Solving tomorrow’s challenges today: Improving Navy onboard fire safety

The fire control panel required ruggedization for use on Navy Littoral Combat Ships.

All branches of the U.S. Armed Forces depend on and benefit from our rugged compute solutions to execute their missions safely and successfully. This is due primarily to its seamless reliability in the most volatile, extreme, and highly unpredictable tactical edge conditions. So, when a global technology company needed help ruggedizing and certifying their fire control panel for Navy Littoral Combat Ships, they reached out to Crystal Group.

At sea, there is no immediate emergency assistance when a fire breaks out making it imperative that seaward naval warships and crew members are equipped to control an onboard fire, for overall safety and maintaining the ship’s combat effectiveness. Fire threats are compounded with increased onboard fire hazards, like ammunitions and high fuel density, as well as vulnerabilities to possible hostile enemy action. Risks are just as significant when a ship is docked, as we saw in the devastating Bonhomme Richard fire in July 2020, which prompted the Navy to increase its fire safety protocols.

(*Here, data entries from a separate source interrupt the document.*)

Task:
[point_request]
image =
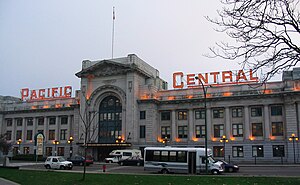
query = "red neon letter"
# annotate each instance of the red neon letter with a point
(241, 75)
(215, 74)
(24, 93)
(180, 74)
(226, 75)
(190, 79)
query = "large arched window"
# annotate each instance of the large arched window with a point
(110, 119)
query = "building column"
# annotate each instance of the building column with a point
(191, 125)
(46, 132)
(266, 123)
(173, 127)
(247, 126)
(209, 124)
(227, 123)
(57, 123)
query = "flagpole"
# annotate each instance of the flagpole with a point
(113, 34)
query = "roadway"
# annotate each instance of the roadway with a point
(245, 170)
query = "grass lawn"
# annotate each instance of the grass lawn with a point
(57, 178)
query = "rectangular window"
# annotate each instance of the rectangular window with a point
(276, 110)
(51, 134)
(277, 129)
(182, 131)
(258, 151)
(19, 134)
(8, 122)
(165, 115)
(142, 114)
(237, 130)
(64, 120)
(19, 122)
(218, 113)
(182, 115)
(218, 151)
(52, 120)
(256, 111)
(142, 131)
(200, 131)
(278, 151)
(237, 151)
(60, 151)
(8, 135)
(166, 132)
(237, 112)
(63, 134)
(26, 150)
(48, 151)
(200, 114)
(29, 135)
(218, 130)
(257, 129)
(29, 121)
(41, 121)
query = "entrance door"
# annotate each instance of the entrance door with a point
(192, 162)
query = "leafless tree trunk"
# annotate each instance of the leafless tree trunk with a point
(264, 33)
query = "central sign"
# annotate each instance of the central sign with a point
(48, 93)
(225, 77)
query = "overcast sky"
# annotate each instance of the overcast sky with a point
(42, 43)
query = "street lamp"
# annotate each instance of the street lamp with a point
(70, 141)
(205, 122)
(19, 143)
(165, 141)
(55, 142)
(224, 140)
(294, 138)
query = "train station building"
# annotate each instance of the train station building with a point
(123, 103)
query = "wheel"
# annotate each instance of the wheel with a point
(62, 167)
(215, 172)
(164, 171)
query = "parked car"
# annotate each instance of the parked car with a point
(230, 167)
(58, 162)
(132, 161)
(79, 160)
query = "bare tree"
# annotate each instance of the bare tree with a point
(88, 128)
(264, 33)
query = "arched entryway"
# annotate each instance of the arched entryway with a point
(110, 119)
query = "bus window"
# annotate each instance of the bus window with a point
(182, 157)
(164, 156)
(172, 156)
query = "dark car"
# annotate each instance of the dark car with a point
(132, 161)
(230, 167)
(79, 160)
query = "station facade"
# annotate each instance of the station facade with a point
(123, 103)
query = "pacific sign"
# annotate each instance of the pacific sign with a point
(225, 77)
(48, 93)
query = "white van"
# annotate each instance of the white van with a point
(117, 155)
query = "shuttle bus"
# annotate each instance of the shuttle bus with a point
(180, 160)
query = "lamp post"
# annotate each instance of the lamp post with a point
(165, 141)
(224, 140)
(205, 123)
(55, 142)
(19, 143)
(293, 138)
(70, 141)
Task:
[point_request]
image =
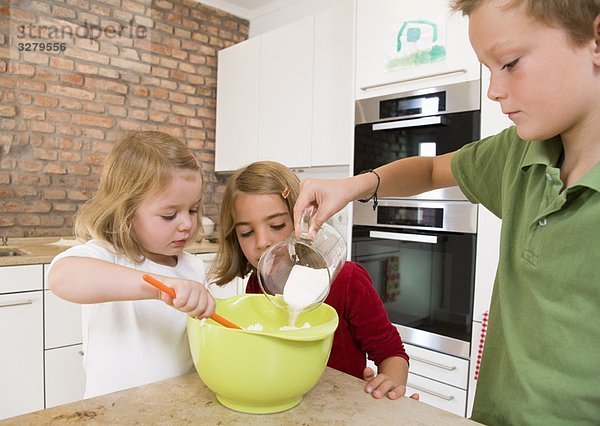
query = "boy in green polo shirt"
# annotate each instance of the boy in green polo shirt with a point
(541, 362)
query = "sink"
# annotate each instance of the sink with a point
(4, 251)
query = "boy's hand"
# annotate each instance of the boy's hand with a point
(382, 385)
(191, 297)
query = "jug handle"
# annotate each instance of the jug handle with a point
(305, 223)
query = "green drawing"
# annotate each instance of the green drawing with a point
(417, 43)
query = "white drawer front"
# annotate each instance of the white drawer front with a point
(20, 278)
(438, 394)
(65, 378)
(441, 367)
(62, 324)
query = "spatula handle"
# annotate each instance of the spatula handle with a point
(165, 288)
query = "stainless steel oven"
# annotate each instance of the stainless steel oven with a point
(420, 256)
(420, 251)
(424, 122)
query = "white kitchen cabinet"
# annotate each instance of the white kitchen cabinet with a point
(65, 377)
(409, 45)
(22, 354)
(285, 101)
(64, 374)
(333, 98)
(62, 322)
(233, 288)
(440, 379)
(237, 105)
(437, 394)
(293, 88)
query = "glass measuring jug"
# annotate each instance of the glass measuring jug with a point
(296, 273)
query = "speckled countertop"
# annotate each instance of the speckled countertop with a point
(337, 399)
(43, 249)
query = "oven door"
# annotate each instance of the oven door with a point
(425, 280)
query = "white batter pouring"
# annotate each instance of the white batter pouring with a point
(304, 287)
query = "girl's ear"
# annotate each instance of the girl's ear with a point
(597, 40)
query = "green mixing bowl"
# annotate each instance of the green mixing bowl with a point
(261, 371)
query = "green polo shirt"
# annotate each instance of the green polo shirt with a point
(541, 361)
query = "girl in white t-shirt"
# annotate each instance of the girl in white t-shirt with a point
(144, 213)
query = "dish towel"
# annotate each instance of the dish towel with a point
(392, 278)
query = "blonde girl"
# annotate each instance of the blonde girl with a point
(256, 213)
(144, 213)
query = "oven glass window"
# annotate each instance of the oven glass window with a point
(373, 148)
(423, 285)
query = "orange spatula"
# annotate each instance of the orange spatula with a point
(165, 288)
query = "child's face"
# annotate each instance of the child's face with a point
(260, 222)
(166, 221)
(545, 84)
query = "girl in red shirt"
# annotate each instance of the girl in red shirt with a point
(256, 213)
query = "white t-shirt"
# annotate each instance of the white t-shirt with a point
(133, 343)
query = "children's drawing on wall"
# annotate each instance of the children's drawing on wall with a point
(418, 42)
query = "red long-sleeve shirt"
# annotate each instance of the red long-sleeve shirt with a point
(364, 328)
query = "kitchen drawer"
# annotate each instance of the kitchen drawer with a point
(437, 394)
(62, 321)
(65, 378)
(22, 354)
(20, 278)
(441, 367)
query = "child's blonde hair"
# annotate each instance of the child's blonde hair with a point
(260, 178)
(575, 16)
(138, 167)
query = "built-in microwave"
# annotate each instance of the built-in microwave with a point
(424, 122)
(420, 251)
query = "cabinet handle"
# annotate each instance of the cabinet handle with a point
(399, 236)
(421, 77)
(430, 392)
(6, 305)
(425, 121)
(434, 364)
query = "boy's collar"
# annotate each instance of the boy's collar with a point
(548, 152)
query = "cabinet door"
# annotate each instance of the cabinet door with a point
(62, 322)
(333, 99)
(410, 45)
(437, 366)
(20, 278)
(65, 378)
(237, 105)
(230, 289)
(22, 354)
(285, 105)
(440, 395)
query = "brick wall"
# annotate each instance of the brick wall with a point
(107, 67)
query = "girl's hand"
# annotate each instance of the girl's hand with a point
(327, 196)
(382, 385)
(191, 297)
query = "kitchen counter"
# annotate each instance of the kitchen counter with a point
(338, 398)
(43, 249)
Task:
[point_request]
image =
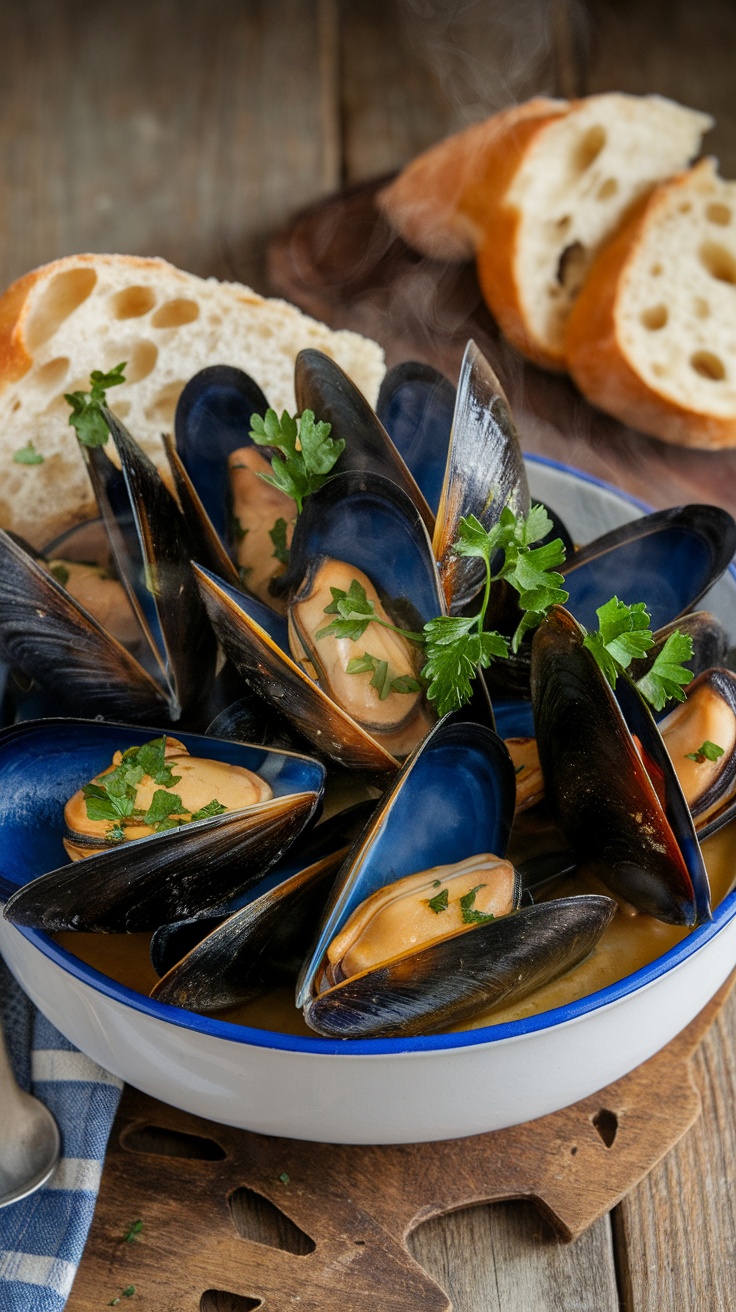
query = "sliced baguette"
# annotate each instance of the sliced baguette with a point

To meet the heightened operational and safety requirements for use onboard a U.S. Navy ship, the fire control panel system needed a complete upgrade and replacement. For our team, that meant modifying and ruggedizing the fire control panel to meet or exceed strict MIL standards, including, MIL-DTL-901 for high-impact mechanical shock, MIL-STD-167 for mechanical vibration, and MIL-STD-461 for electromagnetic compatibility and interference (EMI).

Extending our deep knowledge of proprietary ruggedization techniques to a completely different system and application presented our team with many unique challenges. Fortunately, one of our strongest assets is solving our customers’ most critical compute challenges. Through close customer collaboration, creativity and determination, we delivered a ruggedized fire control panel that impressed the customer and met the Navy’s increased fire safety requirements.